The Advanced Numerical Simulation Laboratory at the University of British Columbia focuses on algorithm development for computational fluid dynamics (CFD). Specifically, we work on high-order finite-volume methods on unstructured meshes, unstructured mesh generation and adaptation, and understanding the connection between mesh quality and solution accuracy. We specialize in application of these methods to problems in aerodynamics. High order finite volume methods, unstructured meshes, unstructured mesh generation, unstructured mesh adaptation, error analysis


The mission of the Advanced Numerical Simulation Laboratory at the University of British Columbia is to improve computational techniques for the solution of partial differential equations, with a particular interest in application to transonic aerodynamics, where improved methodology for flow solution continues to bring higher-fidelity simulation into the engineering design loop. More specifically, members of the group work in three primary areas: high-order accuracy methods on unstructured meshes; unstructured mesh generation and refinement, especially reducing the required amount of human input; and the interaction between mesh quality and solution accuracy. The team working in the lab is interdisciplinary: knowledge of aerodynamics, computer science, and mathematics are all valuable to the project.

High-order Accurate Solution Methodology. Our recent work on higher-order accurate unstructured mesh finite volume methods has demonstrated that high-order methods are at least as efficient in CPU and memory use as second-order methods in computing solutions to simple problems in transonic aerodynamics. We are currently working to extend these results to three-dimensional, turbulent flows. In addition, because our high-order flow solver is more efficient than second order flow solvers, we expect --- and are working to demonstrate --- that our higher-order optimization scheme will also be more efficient than a corresponding second-order scheme.

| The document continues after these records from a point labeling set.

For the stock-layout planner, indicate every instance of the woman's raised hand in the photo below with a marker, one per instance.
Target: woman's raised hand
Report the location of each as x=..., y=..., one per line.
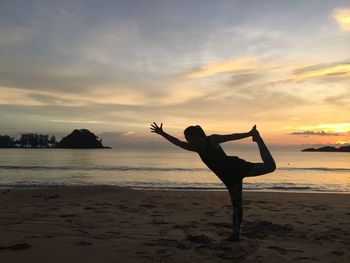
x=157, y=129
x=254, y=133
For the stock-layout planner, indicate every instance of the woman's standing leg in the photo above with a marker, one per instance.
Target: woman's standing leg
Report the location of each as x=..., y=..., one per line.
x=237, y=216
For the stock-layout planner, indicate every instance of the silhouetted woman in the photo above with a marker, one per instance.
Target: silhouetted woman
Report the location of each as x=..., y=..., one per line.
x=230, y=169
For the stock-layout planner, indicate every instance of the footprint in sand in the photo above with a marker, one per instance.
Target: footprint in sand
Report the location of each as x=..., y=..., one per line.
x=16, y=247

Unstructured Mesh Generation. As computers and solution algorithms continue to improve, the problem of mesh generation and adaptation becomes even more of a bottleneck in numerical simulation. Our goal in this area is to continue to reduce human input from the process by enabling automatic generation of high-quality isotropic meshes from CAD data, nearly automatic anisotropic mesh generation and automatic anisotropic mesh adaptation based on local error. In addition, we are working with the Interoperable Tools for Advanced Petascale Simulations (ITAPS) consortium in the US to develop a standard interface for interaction between solution algorithms and mesh data, both in serial and in parallel, to reduce the burden on application programmers to adopt new techniques in mesh generation and adaptation.

Mesh Quality Effects on Flow Solutions. A new research area for the lab is the exploration of the interaction between mesh quality and discretization error. Surprisingly little is known about this topic, most of it anecdotal. In the near future, we will investigate --- both analytically and using numerical experiments --- the effects of local variations in cell size and shape on the accuracy of solution representation and discretization. Our long-term goal is to develop guidelines for mesh generation to improve the accuracy of particular discretization schemes on the resulting meshes.